Now, I'm not one to make huge silly goals for the upcoming new year, but with 2015 being so life changing and eye-opening, I'd like to set some goals and things to work on for 2016. Without further ado, here are my 2016 "New Year's Resolutions":
#1: Drink more water. Goals like this aren't unrealistic and is something I think should be on everyone's list to work on. I've realized during this past year how dehydrated I was each and every day; I was almost always tired even though I'd get 8+ hours of sleep and getting headaches almost daily. I seem to get caught up in my daily activities that I just forget to drink water; which seems quite silly, but hey, some how I've mastered it.
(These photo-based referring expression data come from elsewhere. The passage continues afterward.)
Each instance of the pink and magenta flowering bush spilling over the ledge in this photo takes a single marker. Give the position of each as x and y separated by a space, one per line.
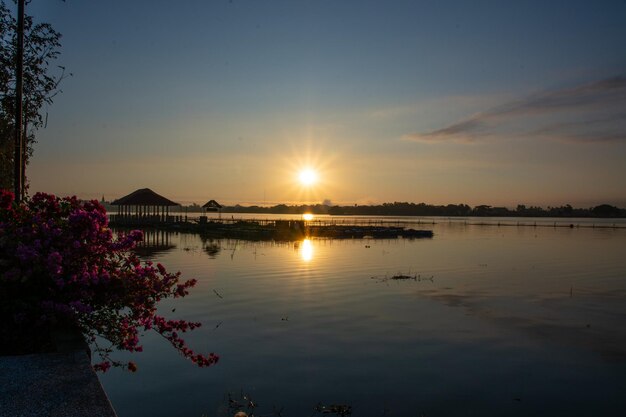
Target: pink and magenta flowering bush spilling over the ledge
59 261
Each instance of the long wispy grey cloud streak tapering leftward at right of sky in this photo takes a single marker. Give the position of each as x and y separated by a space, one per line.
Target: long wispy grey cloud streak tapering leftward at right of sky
593 112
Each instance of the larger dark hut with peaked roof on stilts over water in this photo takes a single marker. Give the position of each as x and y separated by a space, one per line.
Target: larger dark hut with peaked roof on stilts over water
143 205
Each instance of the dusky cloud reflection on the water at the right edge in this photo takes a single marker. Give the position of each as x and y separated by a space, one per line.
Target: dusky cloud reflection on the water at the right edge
589 320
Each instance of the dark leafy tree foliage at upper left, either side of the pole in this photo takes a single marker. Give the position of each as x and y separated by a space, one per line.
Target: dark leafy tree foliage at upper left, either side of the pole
41 83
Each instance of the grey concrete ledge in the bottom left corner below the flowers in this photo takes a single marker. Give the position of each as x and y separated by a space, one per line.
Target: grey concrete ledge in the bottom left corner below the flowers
53 384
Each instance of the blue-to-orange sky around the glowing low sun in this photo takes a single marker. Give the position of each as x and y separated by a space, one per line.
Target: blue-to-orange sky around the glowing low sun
443 102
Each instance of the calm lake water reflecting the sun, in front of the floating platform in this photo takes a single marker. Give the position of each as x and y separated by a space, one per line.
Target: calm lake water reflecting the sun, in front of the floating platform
517 321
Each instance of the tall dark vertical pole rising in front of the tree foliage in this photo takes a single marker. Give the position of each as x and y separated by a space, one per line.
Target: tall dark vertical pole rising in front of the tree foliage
19 72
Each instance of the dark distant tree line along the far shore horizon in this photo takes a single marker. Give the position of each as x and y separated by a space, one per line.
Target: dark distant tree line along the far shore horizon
422 209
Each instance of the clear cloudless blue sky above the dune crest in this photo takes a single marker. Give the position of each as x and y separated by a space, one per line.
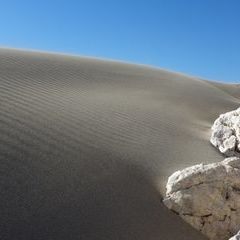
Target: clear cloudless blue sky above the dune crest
197 37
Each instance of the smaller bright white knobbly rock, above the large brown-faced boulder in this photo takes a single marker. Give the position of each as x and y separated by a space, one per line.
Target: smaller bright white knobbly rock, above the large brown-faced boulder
226 133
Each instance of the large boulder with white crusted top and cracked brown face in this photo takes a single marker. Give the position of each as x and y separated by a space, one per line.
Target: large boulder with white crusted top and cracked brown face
208 197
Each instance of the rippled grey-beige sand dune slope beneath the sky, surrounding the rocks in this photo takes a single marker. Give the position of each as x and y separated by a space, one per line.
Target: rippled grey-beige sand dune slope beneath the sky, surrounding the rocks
86 146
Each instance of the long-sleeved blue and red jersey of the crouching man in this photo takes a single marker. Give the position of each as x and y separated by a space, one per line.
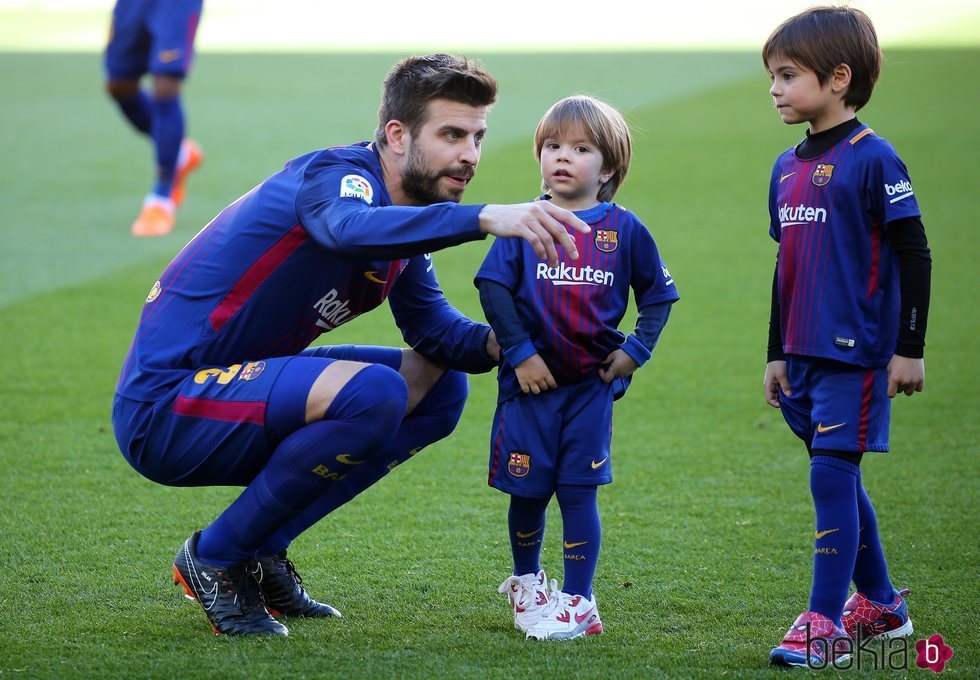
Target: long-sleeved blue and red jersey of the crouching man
297 256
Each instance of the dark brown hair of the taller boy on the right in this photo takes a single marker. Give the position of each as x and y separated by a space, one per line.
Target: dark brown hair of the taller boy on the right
822 38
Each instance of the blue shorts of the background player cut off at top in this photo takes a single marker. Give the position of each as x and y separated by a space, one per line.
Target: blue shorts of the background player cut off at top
155 36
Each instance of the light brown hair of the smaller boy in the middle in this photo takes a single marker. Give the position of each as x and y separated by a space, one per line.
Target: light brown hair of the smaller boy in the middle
604 124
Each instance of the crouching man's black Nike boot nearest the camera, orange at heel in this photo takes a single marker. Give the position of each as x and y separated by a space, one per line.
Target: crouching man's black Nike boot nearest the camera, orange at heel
229 595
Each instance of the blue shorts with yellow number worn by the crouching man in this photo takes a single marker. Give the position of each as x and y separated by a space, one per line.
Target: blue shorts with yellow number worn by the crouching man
219 426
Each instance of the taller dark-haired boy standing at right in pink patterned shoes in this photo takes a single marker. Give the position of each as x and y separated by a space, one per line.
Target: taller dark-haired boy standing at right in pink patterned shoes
849 304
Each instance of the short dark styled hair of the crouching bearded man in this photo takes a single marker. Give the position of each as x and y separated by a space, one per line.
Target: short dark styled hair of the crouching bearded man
414 82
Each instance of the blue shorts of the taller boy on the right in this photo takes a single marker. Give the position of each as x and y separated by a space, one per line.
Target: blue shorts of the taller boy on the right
837 406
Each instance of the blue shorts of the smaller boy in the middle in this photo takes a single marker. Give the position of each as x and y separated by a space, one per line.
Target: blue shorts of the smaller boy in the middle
561 436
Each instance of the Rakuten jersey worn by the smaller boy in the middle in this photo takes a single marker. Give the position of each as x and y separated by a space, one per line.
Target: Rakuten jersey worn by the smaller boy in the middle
572 311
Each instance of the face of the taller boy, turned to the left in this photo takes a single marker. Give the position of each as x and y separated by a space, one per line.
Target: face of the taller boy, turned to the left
800 98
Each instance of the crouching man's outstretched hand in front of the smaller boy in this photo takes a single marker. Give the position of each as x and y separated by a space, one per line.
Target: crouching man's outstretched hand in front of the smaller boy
541 223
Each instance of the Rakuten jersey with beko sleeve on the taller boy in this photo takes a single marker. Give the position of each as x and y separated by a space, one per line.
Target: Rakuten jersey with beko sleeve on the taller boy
838 278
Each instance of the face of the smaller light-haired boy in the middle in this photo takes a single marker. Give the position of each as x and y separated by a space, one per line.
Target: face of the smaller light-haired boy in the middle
571 166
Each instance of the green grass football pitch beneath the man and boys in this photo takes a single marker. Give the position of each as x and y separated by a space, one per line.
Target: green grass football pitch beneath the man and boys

#2: Maintain a positive attitude. Everyone has their days where depression really kicks their butt. For me, however, I seem to suffer from depression more frequently. I'm hoping for 2016 to be positive and full of excitement and adventure. I'm going to try to re-wire my brain, and although I know I can't fully escape depression, I can at least make it minimal. I want to work on having a positive outlook on life and being genuinely happy each and every day. Maintaining a positive attitude also depends on who you surround yourself with, so with that being said I plan on blocking out the negative people in my life and focusing on those who support me and my decisions along with pushing me to be a better person.
#3: Work through my anxiety. Throughout 2015 my anxiety seemed to sky-rocket. Mainly due to a change in environment: College, work, and where I live. My anxiety seemed to stop me from doing many things, such as join clubs/go to events, hangout with friends/coworkers outside of work, explore my new city, etc. I think this was troubling because I didn't actually realize that I had anxiety and I wasn't fully educated on what it is. Now that I know that I have anxiety I look forward to educating myself about it and how to deal with it throughout 2016. With that being said, I hope 2016 will be the year where I can put a damper on this issue and allow myself to live a somewhat normal life.
#4: Focus on myself. Throughout the past year I really didn't give myself much 'me' time. For the first half of the year I had two part-time jobs, I was in college full time, and the rest of my free time was spent between my boyfriend, and attempting to spend an equal amount of time between my mom and my dad. I didn't really even have time to breathe or think. The rest of the year went by just as quickly as the first half. Day's seemed to blend together and before I knew it I was back in school trying to balance my time between school and work. I definitely need to slow down and worry about my health and well-being. I think that everyone needs time to themselves, even if it is just an hour or two a day or once a week. This year I plan on giving myself "Mental health days" where I can relax and not have to worry or be in a rush. I don't want to regret anything nor look back and wish that I did this or that: No FOMO for me (Fear.Of.Missing.Out).
Do you have any New Year's Resolutions?